Columbia MM
MM Manual

USING CUT AND PASTE WITH MM

With some microcomputer systems, you can open more than one window on your screen, so you may be running MM in a terminal session in one window and have a word processor open in another. Examples include various Macintosh and NeXT applications and the Windows program running on MS-DOS microcomputers. Copying text between MM and files on the microcomputer can be simplified by using the cut and paste technique to copy text from one window to another. Cut and paste may eliminate the need to do a file transfer operation separately.

This section describes some ways to adjust MM to handle cut and paste properly.


PASTING INTO MM

If you write a message first on your microcomputer, you can paste it into MM at the same Message prompt where MM expects you to type a message, as shown below.

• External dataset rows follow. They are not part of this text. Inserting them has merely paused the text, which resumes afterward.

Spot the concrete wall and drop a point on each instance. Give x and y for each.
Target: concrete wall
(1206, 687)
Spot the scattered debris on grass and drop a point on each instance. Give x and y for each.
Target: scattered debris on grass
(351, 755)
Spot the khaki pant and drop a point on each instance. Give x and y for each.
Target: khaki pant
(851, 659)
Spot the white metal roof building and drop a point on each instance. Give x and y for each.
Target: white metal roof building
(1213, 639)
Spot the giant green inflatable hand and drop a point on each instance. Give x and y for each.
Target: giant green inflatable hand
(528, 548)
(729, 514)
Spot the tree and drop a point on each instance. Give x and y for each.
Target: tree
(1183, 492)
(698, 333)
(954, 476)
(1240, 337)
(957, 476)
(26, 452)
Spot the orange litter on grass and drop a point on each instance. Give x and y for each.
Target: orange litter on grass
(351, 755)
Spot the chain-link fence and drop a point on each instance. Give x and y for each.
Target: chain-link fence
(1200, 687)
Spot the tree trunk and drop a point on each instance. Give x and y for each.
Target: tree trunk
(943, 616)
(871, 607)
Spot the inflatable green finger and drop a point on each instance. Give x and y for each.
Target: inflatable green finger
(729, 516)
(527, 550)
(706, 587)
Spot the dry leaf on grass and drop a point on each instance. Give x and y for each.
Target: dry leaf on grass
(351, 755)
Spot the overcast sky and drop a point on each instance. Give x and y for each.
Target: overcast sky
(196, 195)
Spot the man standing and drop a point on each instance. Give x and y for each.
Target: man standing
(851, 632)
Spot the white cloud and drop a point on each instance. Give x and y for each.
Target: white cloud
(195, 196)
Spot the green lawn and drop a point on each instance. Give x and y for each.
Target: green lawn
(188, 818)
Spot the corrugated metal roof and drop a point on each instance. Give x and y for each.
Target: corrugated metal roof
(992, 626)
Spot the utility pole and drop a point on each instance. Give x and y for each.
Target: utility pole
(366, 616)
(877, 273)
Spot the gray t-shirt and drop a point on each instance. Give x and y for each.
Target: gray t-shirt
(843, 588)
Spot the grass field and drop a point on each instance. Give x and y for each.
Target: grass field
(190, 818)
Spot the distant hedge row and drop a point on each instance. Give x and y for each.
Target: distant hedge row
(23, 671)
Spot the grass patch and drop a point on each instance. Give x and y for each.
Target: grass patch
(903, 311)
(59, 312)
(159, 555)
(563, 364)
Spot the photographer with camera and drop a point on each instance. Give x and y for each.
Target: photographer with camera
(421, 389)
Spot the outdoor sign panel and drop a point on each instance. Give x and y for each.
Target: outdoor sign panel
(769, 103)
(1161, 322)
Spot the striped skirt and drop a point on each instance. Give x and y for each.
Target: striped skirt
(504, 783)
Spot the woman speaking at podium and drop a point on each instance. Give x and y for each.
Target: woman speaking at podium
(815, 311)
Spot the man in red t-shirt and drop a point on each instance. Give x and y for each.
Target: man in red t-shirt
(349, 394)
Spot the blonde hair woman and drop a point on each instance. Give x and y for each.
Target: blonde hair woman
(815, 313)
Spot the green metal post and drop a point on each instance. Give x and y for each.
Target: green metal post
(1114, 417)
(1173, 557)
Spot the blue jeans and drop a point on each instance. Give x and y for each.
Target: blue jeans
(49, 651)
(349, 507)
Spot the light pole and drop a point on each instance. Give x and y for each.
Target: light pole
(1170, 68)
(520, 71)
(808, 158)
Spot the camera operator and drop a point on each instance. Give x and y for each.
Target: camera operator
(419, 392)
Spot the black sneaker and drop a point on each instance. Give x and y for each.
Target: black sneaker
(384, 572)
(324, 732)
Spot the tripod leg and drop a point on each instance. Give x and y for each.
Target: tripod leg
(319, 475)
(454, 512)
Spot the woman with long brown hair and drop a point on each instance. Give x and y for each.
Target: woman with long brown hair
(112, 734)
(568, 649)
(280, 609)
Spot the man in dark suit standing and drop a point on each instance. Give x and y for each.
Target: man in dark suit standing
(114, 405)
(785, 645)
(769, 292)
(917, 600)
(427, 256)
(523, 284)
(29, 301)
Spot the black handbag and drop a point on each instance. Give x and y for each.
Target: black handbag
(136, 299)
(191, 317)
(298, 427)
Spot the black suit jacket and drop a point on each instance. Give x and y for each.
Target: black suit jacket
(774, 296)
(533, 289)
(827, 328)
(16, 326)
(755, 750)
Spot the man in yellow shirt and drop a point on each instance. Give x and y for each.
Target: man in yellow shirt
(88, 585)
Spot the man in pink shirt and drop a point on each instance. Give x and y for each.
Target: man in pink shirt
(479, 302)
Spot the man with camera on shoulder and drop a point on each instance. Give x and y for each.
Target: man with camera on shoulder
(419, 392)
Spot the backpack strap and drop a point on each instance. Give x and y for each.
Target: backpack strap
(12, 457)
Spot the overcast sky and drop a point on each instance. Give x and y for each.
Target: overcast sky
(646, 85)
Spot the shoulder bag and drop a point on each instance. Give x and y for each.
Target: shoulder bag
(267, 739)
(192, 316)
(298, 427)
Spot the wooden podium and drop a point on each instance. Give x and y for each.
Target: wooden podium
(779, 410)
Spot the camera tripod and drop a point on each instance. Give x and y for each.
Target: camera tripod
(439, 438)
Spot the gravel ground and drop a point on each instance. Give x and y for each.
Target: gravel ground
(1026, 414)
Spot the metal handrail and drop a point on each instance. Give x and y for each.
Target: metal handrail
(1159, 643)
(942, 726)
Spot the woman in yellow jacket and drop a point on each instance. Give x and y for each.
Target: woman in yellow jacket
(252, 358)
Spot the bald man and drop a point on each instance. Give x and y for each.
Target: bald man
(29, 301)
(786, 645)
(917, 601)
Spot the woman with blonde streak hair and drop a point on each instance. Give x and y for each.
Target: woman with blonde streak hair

 Message (End with CTRL/D or ESC
  Use CTRL/B to insert a file, CTRL/E to enter editor, CTRL/F to run text
  through a filter, CTRL/K to redisplay message, CTRL/L to clear screen and
  redisplay, CTRL/N to abort, CTRL/P to run a program and insert output.):


Pasting in from another window is no different from typing, as far as MM is concerned. There is one detail that may mess up your text. MM's Text Mode normally wraps lines, that is, the cursor drops to a new line automatically when it gets too close to the right margin. This is controlled by the variable autowrap-column, which normally is set to -7, meaning 7 character positions from the right side. If your pasted-in text has longer lines, it will get wrapped by MM, and may end up looking like the following.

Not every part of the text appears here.